Netflix just showed Hollywood what the future of filmmaking looks like, and it involves a lot less money and a lot more GPUs.
The streaming company’s new five-episode documentary series, The American Experiment, which premiered on June 24, features 17 minutes of AI-enhanced footage that was produced “twice as fast and at half the cost” compared to traditional methods, according to Netflix co-CEO Ted Sarandos. The series stars Martin Sheen voicing George Washington alongside contemporary political figures including Kamala Harris, Mike Pence, and Hillary Clinton.
The economics of AI-powered content
Netflix’s content budget tells a story of relentless escalation. Spending grew from $16.2 billion in 2024 to roughly $17-18 billion in 2025, and is now projected to hit $20 billion in 2026.
The technology isn’t being deployed in a single experimental project and then shelved. Netflix has applied generative AI tools across approximately 300 different titles, suggesting this is already baked into the production pipeline rather than treated as a novelty.

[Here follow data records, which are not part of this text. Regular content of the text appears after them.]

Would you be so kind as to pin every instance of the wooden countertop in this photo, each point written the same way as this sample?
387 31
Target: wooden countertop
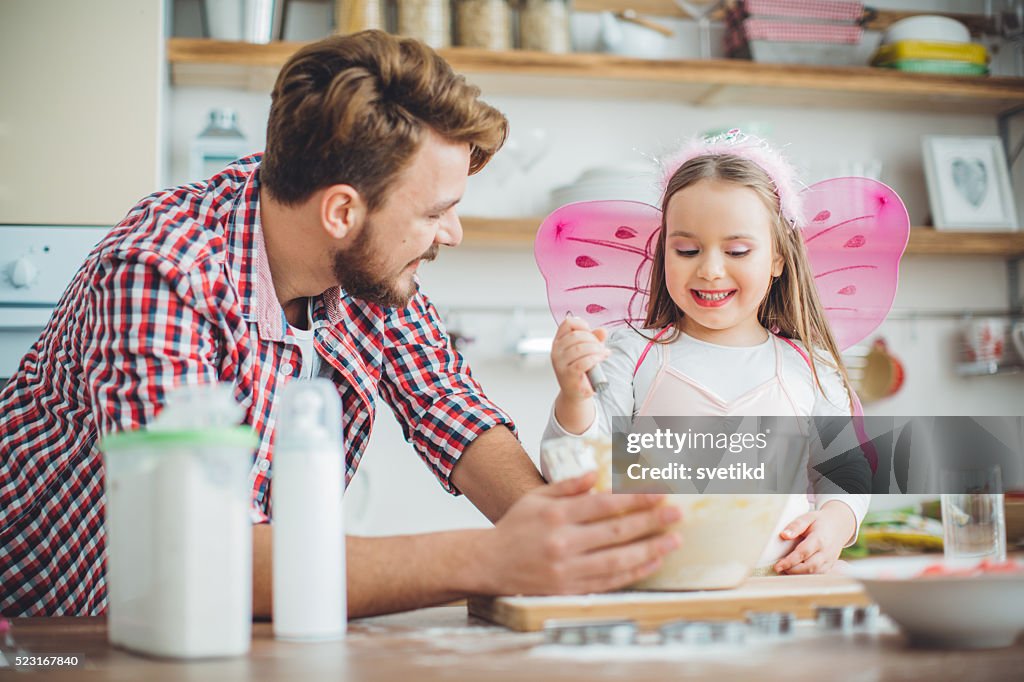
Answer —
443 644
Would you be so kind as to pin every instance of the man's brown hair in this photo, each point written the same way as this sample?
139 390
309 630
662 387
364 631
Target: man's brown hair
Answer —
352 110
792 307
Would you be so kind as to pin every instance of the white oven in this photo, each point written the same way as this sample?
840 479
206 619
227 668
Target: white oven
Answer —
37 262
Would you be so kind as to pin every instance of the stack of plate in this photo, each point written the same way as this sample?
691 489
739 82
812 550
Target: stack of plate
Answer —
933 45
634 181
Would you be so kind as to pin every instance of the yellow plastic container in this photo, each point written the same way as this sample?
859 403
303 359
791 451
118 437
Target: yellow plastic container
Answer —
920 49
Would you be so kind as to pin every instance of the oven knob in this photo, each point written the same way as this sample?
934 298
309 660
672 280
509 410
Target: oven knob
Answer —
23 272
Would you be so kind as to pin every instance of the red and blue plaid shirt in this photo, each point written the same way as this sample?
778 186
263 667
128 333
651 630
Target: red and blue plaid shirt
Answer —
179 293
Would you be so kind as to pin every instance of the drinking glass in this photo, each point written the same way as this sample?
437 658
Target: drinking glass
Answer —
973 522
700 10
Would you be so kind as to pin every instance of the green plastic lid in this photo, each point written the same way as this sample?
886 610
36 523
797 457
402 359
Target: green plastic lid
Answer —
235 436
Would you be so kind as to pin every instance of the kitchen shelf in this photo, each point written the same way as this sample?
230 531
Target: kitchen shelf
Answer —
924 241
879 19
700 82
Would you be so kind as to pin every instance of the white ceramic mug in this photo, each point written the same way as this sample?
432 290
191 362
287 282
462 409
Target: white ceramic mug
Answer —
985 339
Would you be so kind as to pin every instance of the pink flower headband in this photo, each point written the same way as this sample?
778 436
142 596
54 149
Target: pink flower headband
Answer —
755 150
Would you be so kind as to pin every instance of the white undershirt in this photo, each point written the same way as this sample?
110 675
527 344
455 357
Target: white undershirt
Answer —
304 340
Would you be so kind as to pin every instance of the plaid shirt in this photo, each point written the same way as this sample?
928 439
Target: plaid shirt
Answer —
180 293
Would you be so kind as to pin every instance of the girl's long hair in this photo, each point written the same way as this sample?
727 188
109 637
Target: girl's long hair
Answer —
792 307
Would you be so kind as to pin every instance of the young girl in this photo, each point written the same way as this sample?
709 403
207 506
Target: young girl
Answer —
732 312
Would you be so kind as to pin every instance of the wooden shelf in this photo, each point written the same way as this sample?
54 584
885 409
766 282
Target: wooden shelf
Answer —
708 82
924 241
877 20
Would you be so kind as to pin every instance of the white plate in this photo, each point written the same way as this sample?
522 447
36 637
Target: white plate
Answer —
929 28
946 611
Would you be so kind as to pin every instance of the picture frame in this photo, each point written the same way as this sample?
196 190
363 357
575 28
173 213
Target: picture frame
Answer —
969 183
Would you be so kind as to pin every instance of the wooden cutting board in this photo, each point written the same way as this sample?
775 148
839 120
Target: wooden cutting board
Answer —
797 594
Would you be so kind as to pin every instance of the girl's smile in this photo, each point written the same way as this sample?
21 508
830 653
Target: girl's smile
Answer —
712 299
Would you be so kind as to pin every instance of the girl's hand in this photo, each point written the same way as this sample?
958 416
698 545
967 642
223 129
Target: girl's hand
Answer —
576 350
824 533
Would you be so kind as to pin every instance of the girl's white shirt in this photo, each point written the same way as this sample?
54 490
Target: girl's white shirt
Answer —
726 371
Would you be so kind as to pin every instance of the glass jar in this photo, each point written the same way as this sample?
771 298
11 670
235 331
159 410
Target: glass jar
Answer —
354 15
544 26
483 24
429 20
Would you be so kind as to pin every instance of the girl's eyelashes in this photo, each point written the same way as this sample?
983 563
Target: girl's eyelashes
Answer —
690 253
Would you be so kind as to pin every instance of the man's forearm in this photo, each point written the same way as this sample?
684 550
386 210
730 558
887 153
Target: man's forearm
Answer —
387 574
495 471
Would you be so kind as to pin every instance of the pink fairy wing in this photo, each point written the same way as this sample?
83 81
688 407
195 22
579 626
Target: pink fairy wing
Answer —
594 257
856 230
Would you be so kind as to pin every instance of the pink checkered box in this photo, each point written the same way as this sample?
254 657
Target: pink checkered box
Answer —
820 10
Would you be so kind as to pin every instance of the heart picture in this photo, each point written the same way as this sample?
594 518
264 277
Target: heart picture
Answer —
971 179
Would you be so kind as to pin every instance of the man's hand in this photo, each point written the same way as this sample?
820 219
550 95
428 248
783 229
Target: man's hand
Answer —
560 539
824 534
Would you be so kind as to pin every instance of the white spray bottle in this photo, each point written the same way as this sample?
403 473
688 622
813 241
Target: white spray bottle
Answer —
307 484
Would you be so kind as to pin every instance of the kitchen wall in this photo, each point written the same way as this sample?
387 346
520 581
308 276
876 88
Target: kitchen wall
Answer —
497 295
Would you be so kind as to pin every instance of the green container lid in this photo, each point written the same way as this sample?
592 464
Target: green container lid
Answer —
233 436
946 67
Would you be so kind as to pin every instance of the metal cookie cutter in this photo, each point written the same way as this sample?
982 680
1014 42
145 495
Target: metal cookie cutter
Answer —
837 619
771 624
704 632
581 633
866 616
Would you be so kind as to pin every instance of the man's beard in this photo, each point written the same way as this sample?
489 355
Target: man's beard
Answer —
358 272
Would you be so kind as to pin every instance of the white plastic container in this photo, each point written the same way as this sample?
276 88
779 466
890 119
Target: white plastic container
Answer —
220 143
179 541
308 530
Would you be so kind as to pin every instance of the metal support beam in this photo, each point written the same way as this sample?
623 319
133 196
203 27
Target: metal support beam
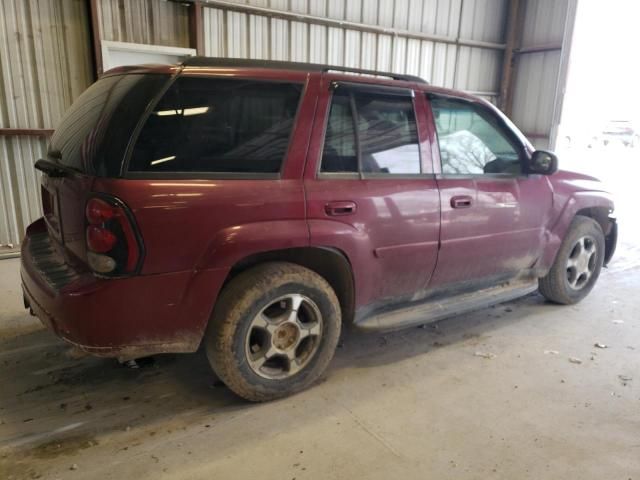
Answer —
96 38
538 49
196 29
345 24
513 31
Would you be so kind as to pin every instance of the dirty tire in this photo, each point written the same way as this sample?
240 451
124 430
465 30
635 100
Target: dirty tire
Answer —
555 286
241 301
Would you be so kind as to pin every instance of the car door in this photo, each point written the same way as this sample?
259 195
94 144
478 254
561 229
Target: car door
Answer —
370 188
493 214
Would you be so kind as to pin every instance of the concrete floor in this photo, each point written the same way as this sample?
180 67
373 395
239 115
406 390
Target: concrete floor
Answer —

The company’s earlier deployment of AI in visual effects for El Eternaut in 2025 served as a proving ground. The American Experiment represents the next step: using AI not just for touch-ups but for generating footage that would have previously required expensive historical reenactments, elaborate sets, and weeks of additional shooting.
Why crypto and AI infrastructure investors should pay attention
Generative AI, the kind that produces documentary footage convincing enough for a major streaming platform, requires massive amounts of GPU compute. Training and running these models at scale is expensive, energy-intensive, and increasingly constrained by centralized cloud providers.
This is precisely the gap that decentralized compute networks have been positioning to fill. Projects building GPU marketplaces and distributed rendering infrastructure stand to benefit as demand for AI compute expands beyond tech companies and into entertainment, advertising, and media production at scale.
The 300 titles figure is the number worth watching most closely. If Netflix scales AI integration from 300 titles to its entire catalog over the next few years, the ripple effects on compute demand, labor markets, and content economics could dwarf anything a 17-minute documentary segment suggests today.